You are viewing a plain text version of this content. The canonical link for it is here.

Posted to dev@parquet.apache.org by Felipe Aramburu <fe...@blazingdb.com> on 2017/11/02 23:23:11 UTC

Problem reading ByteArray data when reusing buffers

Hello,

I am trying to use TypedColumnReader<DType>::ReadBatchSpaced to read
ByteArrays.

In my use case, I am only reading flat data but it is data with nulls,
which is why I am using ReadBatchSpaced, because its the only way I have
found to be able to read data and also know which values are null. My code
looks something like this:

int64_t total_values_read = 0;

int64_t valid_bits_offset = 0;
int64_t levels_read = 0;
int64_t values_read = 0;
int64_t null_count = -1;

std::vector<parquet::ByteArray> values(numRecords);
std::vector<int16_t> dresult(numRecords, -1);
std::vector<int16_t> rresult(numRecords, -1);
std::vector<uint8_t> valid_bits(numRecords, 255);

while (total_values_read < numRecords){
int64_t rows_read = parquetTypeReader->ReadBatchSpaced(numRecords,
dresult.begin() + total_values_read, rresult.data() + total_values_read,
values.begin() + total_values_read, valid_bits.data()  + total_values_read,
valid_bits_offset, &levels_read, &values_read, &null_count);

  total_values_read += rows_read;
}

When I follow this pattern, and I need to do multiple calls to
ReadBatchSpaced, I can get garbage results in my vector of ByteArrays after
the first call in the loop.

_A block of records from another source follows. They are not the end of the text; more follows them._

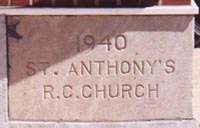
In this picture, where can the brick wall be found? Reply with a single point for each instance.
(92, 2)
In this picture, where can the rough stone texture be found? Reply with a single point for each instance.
(45, 67)
(3, 71)
(143, 124)
(196, 89)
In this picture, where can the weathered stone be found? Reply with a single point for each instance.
(196, 89)
(59, 66)
(3, 71)
(143, 124)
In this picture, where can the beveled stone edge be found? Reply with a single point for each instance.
(154, 10)
(139, 124)
(3, 71)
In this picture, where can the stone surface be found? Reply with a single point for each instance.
(196, 89)
(143, 124)
(104, 68)
(3, 71)
(61, 69)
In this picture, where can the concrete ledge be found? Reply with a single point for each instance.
(143, 124)
(154, 10)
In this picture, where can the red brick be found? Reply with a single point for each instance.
(86, 3)
(42, 3)
(176, 2)
(150, 2)
(129, 2)
(108, 3)
(64, 3)
(3, 2)
(20, 2)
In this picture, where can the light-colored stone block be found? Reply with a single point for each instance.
(196, 89)
(3, 71)
(68, 68)
(142, 124)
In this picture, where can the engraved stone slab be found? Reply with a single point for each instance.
(100, 68)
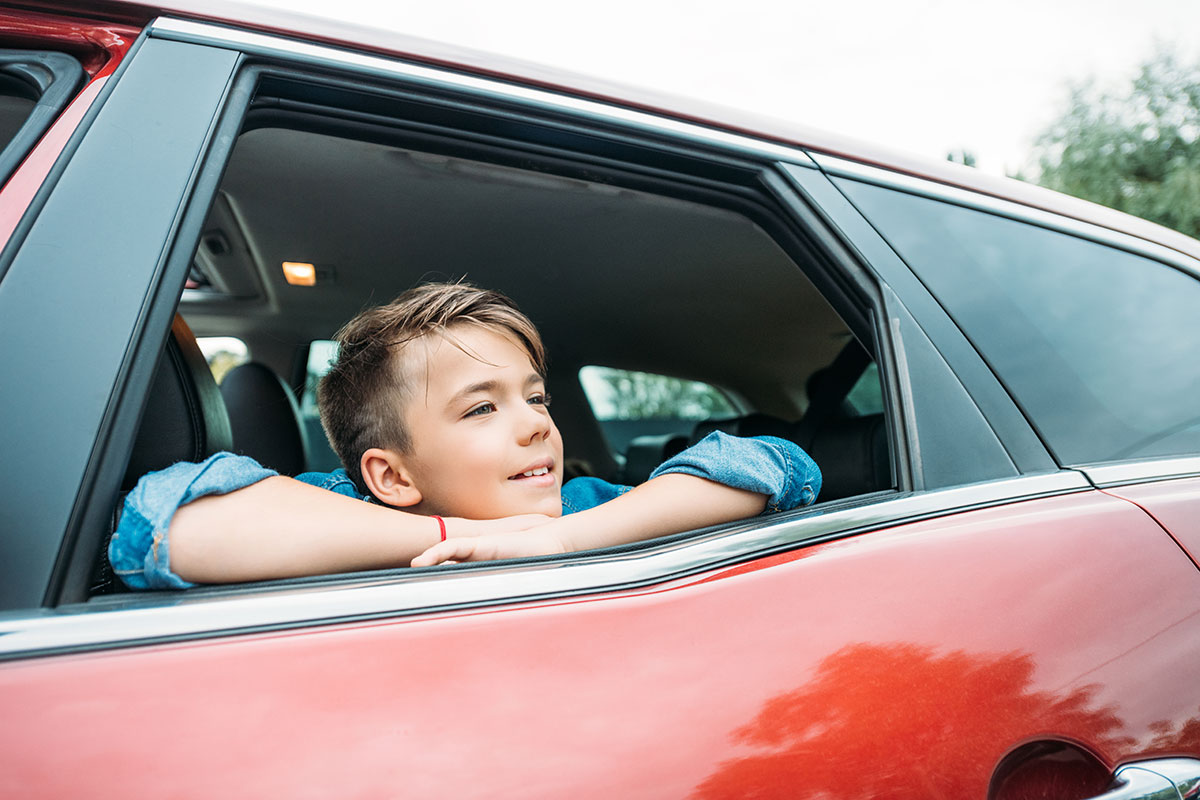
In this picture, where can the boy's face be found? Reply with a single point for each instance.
(483, 443)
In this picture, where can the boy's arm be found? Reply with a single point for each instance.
(228, 519)
(720, 479)
(667, 504)
(281, 528)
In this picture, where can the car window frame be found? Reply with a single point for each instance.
(785, 531)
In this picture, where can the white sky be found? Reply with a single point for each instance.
(924, 76)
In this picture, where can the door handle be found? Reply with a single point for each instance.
(1163, 779)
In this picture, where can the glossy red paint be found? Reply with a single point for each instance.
(1175, 505)
(97, 44)
(100, 48)
(875, 666)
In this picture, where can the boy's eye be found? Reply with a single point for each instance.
(480, 410)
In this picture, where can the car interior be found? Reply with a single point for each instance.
(617, 271)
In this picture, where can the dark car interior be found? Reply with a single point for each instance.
(673, 282)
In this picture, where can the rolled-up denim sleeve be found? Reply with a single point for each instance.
(769, 465)
(141, 548)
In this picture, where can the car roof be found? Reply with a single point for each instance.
(394, 43)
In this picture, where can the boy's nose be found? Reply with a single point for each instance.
(534, 425)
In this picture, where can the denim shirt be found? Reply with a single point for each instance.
(141, 548)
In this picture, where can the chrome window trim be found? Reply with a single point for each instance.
(1141, 471)
(166, 617)
(979, 202)
(274, 47)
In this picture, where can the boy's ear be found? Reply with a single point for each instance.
(384, 473)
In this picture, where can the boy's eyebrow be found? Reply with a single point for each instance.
(491, 386)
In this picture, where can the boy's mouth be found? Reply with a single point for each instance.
(537, 470)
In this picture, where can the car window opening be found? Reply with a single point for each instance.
(611, 275)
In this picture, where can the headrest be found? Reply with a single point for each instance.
(185, 417)
(647, 452)
(265, 419)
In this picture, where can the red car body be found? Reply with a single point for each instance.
(1027, 638)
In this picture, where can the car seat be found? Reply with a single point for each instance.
(265, 419)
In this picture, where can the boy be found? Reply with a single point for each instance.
(437, 407)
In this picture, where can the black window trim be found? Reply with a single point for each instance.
(53, 78)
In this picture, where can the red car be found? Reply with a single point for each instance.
(996, 594)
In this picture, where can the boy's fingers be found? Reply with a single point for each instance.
(459, 549)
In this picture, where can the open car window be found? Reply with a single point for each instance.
(647, 260)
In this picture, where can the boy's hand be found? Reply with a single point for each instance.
(515, 542)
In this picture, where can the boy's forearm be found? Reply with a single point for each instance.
(281, 528)
(667, 504)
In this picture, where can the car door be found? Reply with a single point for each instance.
(933, 639)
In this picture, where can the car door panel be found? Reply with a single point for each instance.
(1174, 504)
(843, 669)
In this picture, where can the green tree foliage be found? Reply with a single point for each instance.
(624, 395)
(1137, 150)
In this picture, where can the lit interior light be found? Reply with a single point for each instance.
(300, 274)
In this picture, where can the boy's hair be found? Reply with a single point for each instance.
(363, 396)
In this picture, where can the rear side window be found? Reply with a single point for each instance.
(1098, 346)
(630, 404)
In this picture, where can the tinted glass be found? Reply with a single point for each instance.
(1098, 346)
(630, 404)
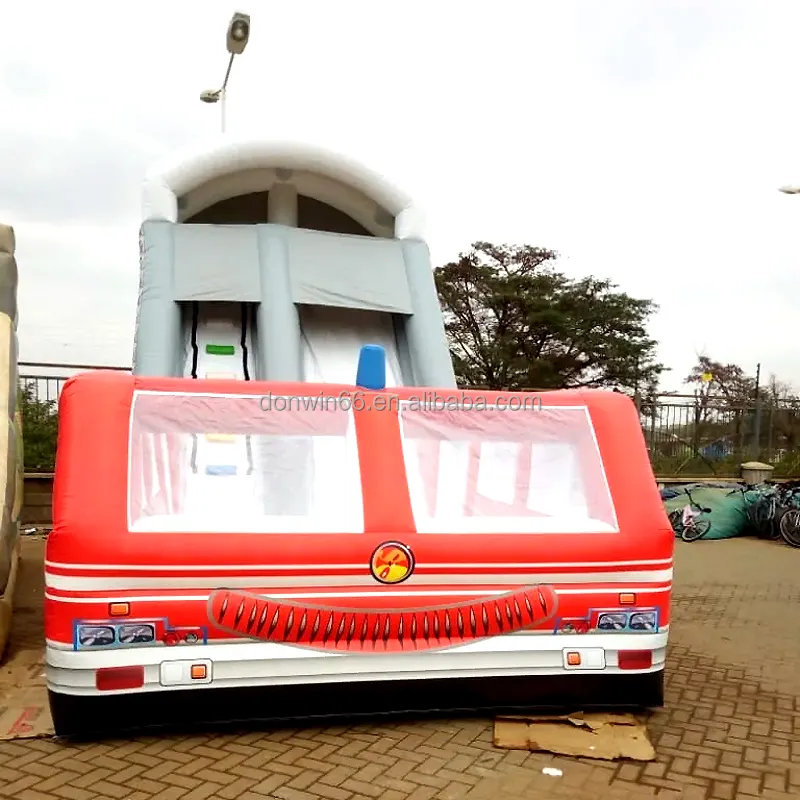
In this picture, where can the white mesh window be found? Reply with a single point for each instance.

If I were reading a more primitive data type, I
do not have this issue.
So far the only way I have been able to get this to work is by using an
intermediary buffer to hold the ByteArray data (and I also cannot reuse
that buffer, otherwise I also get bad data). This would look like something
like this:

std::vector<parquet::ByteArray> values(numRecords);
std::vector<int16_t> dresult(numRecords, -1);
std::vector<int16_t> rresult(numRecords, -1);
std::vector<uint8_t> valid_bits(numRecords, 255);

while (total_values_read < numRecords){

       std::vector<parquet::ByteArray> intermediateBuffer(numRecords);

int64_t rows_read = parquetTypeReader->ReadBatchSpaced(numRecords,
dresult.begin() + total_values_read, rresult.data() + total_values_read,
&(intermediateBuffer[0]), valid_bits.data()  + total_values_read,
valid_bits_offset, &levels_read, &values_read, &null_count);

  std::copy(intermediateBuffer.begin(), intermediateBuffer.begin() +
rows_read, values.begin() +  total_values_read);

  total_values_read += rows_read;
}


Any ideas as to what I am doing incorrectly in my first example? Do I
always need to use an intermediate buffer?

Thanks!

William


P.S. a team member of mine tried to send this email to the mailing list but
it does not seem to get created. Is there something someone has to do
before they can post to the mailing list?

ᐧ

Re: Problem reading ByteArray data when reusing buffers

Posted by "Uwe L. Korn" <uw...@xhochy.com>.

Hello Felipe,

the parquet::ByteArray instances don't own the data, so their internal
pointer might get invalid on the next call to ReadBatchSpaced. This
should actually make no difference if you that intermediateBuffer or
not. Thus the second code snippet might also fail. In general, I can
recommend you to look at the parquet_arrow implementation on how to read
files in parquet-cpp: src/parquet/arrow/reader*. Depending on your use
case, it might also be simpler for you to use this API as Arrow data
structures are much simpler to consume and hide some of the
implementation details of the Parquet format.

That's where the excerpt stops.